Oh my, that really is an anachronistic article.

To be fair, it at least discusses XML namespaces, from 1999, so it seems pretty modern!

How on earth can this be published without anyone noticing?

Until digital library systems in wide use (like CONTENTdm or DSpace) show Dublin Core as something more than 15 elements or 15 elements with qualifiers, Dublin Core is going to be misunderstood as 15 elements.

While the JISC report should have gotten this right, I don't expect many practitioners to really understand the Abstract Model until they see it practically applied in their systems. This isn't because they can't understand it, but because it takes a lot of time to really get what the Abstract Model and the Singapore Framework are doing.

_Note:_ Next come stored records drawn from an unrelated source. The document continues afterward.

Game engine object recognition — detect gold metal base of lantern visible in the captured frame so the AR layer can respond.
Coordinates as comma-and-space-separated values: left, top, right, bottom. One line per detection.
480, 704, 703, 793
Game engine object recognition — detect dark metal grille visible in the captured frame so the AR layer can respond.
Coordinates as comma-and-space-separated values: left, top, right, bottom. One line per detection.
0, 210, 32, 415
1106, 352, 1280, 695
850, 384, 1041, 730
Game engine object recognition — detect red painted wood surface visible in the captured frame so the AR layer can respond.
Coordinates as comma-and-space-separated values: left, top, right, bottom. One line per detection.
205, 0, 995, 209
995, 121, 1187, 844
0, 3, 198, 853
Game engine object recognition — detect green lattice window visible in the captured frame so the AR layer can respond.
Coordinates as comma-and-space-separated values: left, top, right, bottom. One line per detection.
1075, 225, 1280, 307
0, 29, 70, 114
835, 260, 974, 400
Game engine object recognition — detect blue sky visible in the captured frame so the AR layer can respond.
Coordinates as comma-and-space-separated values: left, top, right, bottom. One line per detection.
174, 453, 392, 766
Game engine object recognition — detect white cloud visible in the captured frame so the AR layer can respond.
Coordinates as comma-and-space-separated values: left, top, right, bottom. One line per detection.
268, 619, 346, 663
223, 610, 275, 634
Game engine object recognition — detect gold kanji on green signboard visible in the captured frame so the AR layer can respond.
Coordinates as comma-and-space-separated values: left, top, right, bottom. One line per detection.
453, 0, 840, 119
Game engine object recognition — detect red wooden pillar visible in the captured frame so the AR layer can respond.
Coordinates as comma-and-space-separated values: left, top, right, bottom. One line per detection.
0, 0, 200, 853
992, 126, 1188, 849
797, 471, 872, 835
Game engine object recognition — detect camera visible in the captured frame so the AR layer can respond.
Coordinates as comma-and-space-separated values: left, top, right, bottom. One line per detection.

Many practitioners just don't have the time to do that. (I'm thinking here not of those in big research libraries who are doing research and development, but those in smaller institutions with limited resources but who just want to move forward with digitization programs and systems like CONTENTdm are going to work best for them.)

I'm not sure how this is best resolved. I try to talk about the Abstract Model now when I'm speaking about Dublin Core, but it's hard to get folks to understand the shift without some practical applications to show them.

It would help if the decision were taken to separate committee outputs from dissemination efforts. The inability to communicate certain ideas to the public may plausibly be related to the likelihood that the public are not a core target audience. It's easier to build beautiful, complex, detailed conceptual models without having to stop every two minutes to explain it to the dunces at the back of the class. But one has to decide who one's audience is. Other researchers?

Rhetorically, why does the Abstract Model matter? The words on the page make sense but http://dublincore.org/documents/abstract-model/ is a set of factoids without any narrative text or evident point. Why is forcing great lumps of UML down the throats of the general public considered an inspiring or even sane first step towards dissemination? Tell us in English why we should care and what it ought to mean to us. This documentation no verb. Acting as though it should be obvious to all who are true disciples is a passive-aggressive and inappropriate way to treat the general public. If they give up and go with something they can understand, who can blame them?

There is an understandable limit to the amount of time that the general public can be bothered to put into a given document, even assuming that the importance of said document is obvious, which it apparently is not. As a rule, if it can't be adequately explained in a paragraph of readable English, it may as well have never happened. Consequence of the attention economy.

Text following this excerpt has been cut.